OK, let’s try this again.

To answer kozikowski’s question: Ion Archive LP, USB cable that came with it, MacBook Pro (mid 2015).

I’ve attached (will attempt, anyway) two examples. The first is a 1972 LP (Ides of March - World Woven) and is an example of a “click” that makes it through the suggested work flow (click removal - a bit more sensitive than factory presets - threshold = 159, max spike width = 30; noise reduction at presets) and the second is the LP in question (Dave Grusin - Night-Lines - 1984). The first has a click that made it through processing just about in the middle that I listen for and remove using the Repair effect. The second has two “excessive drum beats?” at 0.172 and 0.632. The sound features are present in the original recording but appear to be selectively amplified during the recording process.

My question - Does anyone know of a way (using what I have on hand) to reduce this apparent amplification during recording or post-recording processing?

Both features are very visible in spectrogram view.

It’s going to take a genius to decipher what you’re on about from two 1-second clips. It’s difficult to know what you’re doing wrong without more info, but above and beyond everything else the Ion Archive is a cheap piece of junk and you’re never going to get decent sound from it no matter what you do.

I don’t see any attachments or sound clips.

Prepare a ten second stereo clip featuring some normal music and some with the drum damage.
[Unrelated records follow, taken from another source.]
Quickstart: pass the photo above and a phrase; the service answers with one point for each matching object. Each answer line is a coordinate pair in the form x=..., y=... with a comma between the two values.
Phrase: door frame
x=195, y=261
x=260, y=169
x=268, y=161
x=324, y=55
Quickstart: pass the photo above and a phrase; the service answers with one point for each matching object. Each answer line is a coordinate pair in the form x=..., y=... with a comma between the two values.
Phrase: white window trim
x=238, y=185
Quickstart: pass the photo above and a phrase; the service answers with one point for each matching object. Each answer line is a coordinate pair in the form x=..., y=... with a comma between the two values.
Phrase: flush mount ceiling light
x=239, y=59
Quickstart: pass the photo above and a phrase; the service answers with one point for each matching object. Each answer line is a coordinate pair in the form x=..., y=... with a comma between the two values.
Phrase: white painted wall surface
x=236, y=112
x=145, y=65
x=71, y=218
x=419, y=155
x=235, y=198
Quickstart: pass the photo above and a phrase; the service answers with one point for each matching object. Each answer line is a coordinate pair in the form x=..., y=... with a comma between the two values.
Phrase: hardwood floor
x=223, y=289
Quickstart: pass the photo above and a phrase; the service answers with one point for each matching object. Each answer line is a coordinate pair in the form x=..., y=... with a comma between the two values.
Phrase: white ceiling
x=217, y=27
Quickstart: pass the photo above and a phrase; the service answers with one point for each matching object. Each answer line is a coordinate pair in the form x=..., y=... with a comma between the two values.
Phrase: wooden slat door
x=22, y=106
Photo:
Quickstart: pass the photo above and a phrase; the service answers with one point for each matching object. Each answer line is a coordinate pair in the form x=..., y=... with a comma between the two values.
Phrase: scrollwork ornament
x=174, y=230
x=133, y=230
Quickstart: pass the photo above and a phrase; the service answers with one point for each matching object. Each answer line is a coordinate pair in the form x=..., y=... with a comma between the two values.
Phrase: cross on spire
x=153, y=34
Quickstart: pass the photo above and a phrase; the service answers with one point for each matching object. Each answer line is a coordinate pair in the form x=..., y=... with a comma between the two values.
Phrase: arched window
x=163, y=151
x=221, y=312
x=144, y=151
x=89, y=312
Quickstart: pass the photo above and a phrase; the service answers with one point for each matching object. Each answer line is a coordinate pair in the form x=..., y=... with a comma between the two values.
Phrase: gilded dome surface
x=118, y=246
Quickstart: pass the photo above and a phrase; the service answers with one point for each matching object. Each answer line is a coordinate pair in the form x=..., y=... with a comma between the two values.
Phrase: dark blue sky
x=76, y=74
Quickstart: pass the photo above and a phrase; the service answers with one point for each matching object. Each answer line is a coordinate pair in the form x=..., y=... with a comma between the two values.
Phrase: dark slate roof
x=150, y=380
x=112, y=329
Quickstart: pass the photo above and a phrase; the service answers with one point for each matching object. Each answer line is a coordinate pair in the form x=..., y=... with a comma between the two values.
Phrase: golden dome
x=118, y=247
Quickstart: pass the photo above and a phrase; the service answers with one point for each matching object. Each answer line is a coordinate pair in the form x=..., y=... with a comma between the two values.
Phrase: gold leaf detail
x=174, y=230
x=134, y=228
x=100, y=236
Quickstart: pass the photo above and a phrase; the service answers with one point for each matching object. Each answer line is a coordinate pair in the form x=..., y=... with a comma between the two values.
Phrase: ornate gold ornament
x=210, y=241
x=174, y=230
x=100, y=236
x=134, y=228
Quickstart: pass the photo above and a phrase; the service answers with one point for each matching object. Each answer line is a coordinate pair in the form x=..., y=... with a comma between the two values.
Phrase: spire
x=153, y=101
We’re going to compare them. As above, we can’t do anything with one short, isolated, damaged drumbeat.

Prepare the WAV clip. Open a forum text window and scroll down to Upload attachment > Browse. A file dialog should appear. I do everything from my desktop, so my dialog always goes to the same place. Select your clip > Add the file.

Also:
https://forum.audacityteam.org/t/how-to-post-an-audio-sample/29851/1

Ion Archive

Did you used to have a really good turntable and is it still up in the attic? It may pay handsomely to repair that rather than struggling with the Ion. There are some good, inexpensive solutions to adapt a “raw,” analog turntable to a computer. It’s common knowledge you bought the Ion so you could put it in the trash. So that’s what they built. Some Ions stop working sooner than they’re supposed to, but they all have pretty poor pressure, tracking, skating and noise.

Koz

Me neither.

But they were there before. I downloaded them…

From the clips:

  • No digital or analog clipping
  • No apparent overload either, but I listened on laptop speakers. Sorry, didn’t have anything else available.

It’s not clear what the problem is. I first figured from reading the post that it would probably be poor tracking on the Ion’s cartridge, but it doesn’t look that way.

But the clips were a bit too short to tell, really.